The FDA’s move comes more than two years since the agency approved its first marijuana derived medication. The 100 milligram solution, Epidolex, was manufactured by GW Pharmaceuticals and underwent a lengthy approval process before being given the green light.
If the FDA’s draft guidance comes into force, other drug companies developing oral CBD medications could bypass some of the requirements met by GW Pharmaceuticals in producing Epidolex, which is used to treat rare, severe forms of epilepsy. To skip the in vivo bioequivalence study step, the proposed CBD medication must derive from hemp, contain no more than 0.1 percent THC and “contain no inactive ingredient or other change in formulation from the [reference listed drug] that may significantly affect systemic availability.”
The draft guidance stipulates researchers must demonstrate CBD medication is derived from hemp using “appropriate analytical methods” such as DNA bar-coding and macroscopic or microscopic analysis.

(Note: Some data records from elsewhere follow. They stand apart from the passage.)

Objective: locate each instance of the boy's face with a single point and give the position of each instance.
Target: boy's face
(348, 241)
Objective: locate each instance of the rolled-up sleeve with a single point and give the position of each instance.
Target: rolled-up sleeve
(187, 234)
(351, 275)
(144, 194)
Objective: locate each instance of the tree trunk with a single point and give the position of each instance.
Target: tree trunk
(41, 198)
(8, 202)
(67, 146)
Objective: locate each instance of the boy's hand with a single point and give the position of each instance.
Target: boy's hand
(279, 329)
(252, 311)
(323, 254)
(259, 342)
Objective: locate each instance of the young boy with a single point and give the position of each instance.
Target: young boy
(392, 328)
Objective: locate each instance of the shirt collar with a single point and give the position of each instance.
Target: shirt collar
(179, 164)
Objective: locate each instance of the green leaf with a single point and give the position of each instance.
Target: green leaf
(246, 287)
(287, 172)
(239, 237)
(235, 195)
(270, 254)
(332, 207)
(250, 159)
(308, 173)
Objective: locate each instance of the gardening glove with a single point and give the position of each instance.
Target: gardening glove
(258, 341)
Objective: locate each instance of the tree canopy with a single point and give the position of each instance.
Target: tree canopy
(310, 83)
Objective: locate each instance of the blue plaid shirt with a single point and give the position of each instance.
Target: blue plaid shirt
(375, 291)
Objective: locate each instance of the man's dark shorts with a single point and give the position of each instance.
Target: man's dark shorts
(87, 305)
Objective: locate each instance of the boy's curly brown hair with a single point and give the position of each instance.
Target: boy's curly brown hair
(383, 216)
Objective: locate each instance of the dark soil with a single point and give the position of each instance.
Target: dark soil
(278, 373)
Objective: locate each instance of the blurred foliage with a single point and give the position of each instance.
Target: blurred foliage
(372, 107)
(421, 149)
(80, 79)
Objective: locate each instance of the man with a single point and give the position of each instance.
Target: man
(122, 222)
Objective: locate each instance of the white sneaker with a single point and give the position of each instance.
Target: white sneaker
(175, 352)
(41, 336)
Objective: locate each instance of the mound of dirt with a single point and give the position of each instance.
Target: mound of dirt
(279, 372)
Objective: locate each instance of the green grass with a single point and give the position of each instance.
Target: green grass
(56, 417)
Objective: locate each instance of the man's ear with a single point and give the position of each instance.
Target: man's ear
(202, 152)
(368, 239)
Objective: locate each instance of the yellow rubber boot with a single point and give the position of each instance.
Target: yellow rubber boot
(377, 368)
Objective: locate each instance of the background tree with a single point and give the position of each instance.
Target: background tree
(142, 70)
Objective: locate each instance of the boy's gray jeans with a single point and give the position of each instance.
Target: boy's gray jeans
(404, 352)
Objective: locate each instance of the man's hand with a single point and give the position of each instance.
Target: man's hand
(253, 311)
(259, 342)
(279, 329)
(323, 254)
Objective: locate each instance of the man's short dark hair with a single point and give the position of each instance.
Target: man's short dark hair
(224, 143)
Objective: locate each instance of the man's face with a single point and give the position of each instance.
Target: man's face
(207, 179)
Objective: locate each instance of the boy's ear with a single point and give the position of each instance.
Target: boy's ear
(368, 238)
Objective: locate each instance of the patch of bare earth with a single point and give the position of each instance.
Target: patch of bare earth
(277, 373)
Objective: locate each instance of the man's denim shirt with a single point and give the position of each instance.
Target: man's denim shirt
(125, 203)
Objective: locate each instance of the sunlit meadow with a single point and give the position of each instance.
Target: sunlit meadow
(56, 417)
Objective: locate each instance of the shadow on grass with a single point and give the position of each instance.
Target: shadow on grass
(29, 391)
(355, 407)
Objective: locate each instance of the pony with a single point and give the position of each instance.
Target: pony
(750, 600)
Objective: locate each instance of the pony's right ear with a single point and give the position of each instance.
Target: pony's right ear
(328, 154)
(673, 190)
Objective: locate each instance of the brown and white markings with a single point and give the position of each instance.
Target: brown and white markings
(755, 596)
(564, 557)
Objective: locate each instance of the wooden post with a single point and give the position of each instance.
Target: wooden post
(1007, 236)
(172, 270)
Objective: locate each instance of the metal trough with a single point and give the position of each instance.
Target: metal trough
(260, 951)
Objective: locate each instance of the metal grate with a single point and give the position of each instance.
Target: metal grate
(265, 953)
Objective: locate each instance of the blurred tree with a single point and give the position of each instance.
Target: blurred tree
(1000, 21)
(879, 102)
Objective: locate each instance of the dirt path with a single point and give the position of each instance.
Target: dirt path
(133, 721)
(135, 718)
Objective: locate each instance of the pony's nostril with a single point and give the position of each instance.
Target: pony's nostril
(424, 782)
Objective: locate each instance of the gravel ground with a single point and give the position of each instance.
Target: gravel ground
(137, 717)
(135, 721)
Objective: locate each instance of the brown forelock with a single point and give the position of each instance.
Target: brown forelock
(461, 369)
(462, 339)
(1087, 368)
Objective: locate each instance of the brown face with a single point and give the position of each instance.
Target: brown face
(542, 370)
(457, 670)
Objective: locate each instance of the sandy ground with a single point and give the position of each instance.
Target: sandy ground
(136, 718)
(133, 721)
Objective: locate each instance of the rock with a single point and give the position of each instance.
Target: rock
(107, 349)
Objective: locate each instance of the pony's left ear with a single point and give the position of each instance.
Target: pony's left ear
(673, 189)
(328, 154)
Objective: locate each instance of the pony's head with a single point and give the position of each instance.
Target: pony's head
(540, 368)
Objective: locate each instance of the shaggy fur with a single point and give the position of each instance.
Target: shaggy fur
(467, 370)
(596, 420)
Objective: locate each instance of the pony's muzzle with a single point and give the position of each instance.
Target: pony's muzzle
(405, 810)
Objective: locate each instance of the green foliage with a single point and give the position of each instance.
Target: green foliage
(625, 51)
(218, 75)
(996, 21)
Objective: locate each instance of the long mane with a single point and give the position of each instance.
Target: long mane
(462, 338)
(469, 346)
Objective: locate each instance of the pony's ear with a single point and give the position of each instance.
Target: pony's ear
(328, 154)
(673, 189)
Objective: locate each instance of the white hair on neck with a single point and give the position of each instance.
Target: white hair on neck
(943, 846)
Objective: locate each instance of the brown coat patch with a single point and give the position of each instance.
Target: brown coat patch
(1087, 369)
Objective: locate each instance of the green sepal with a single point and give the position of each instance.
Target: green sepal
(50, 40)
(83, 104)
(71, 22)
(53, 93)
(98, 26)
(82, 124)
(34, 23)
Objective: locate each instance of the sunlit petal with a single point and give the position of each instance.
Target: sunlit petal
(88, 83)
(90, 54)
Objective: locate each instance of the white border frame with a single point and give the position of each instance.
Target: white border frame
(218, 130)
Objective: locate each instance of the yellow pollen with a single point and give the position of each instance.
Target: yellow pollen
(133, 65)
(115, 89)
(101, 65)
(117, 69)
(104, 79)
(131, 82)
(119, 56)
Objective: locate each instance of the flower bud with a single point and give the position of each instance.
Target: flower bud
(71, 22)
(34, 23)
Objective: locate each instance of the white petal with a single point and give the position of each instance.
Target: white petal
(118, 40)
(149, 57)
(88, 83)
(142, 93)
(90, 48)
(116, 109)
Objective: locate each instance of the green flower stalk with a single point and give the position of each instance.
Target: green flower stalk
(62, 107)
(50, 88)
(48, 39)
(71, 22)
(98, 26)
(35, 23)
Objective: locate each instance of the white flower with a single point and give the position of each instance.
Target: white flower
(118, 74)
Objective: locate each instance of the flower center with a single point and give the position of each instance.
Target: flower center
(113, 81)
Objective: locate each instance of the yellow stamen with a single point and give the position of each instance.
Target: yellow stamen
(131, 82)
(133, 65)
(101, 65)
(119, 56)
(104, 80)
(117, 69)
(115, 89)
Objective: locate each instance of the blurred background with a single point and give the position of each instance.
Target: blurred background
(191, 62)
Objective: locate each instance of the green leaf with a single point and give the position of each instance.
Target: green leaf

The draft guidance also states the hemp must be collected using “established good agricultural and collection practices (GACPs)” to ensure consistency across research investigations.
The FDA’s move is the latest in a series of proposed changes to hemp regulations brought forward by lawmakers and federal agencies since hemp was legalized across the US through the 2018 Farm Bill. The FDA has been busy over the past year crafting streamlined CBD regulations that would see the marijuana-derived compound classed as a dietary supplement, with a separate public comment period on this topic closing recently. Meanwhile, lawmakers introduced a bill that would legally define CBD as a dietary supplement, since the FDA’s process to do so could take years without legislative action.
In a separate move, the FDA announced a virtual public meeting in November on gender and sex differences in CBD’s use and responses.
While the FDA’s action on CBD regulations is perhaps not as comprehensive as marijuana reform advocates may have hoped for since the 2018 Farm Bill and Epidolex’s approval, it’s nonetheless striking that a federal agency is working at all to facilitate the production and marketing of drugs derived from the marijuana plant while it remains federally prohibited. The FDA put its new draft guidance on the approval process for oral CBD medications up for public comments until November 23.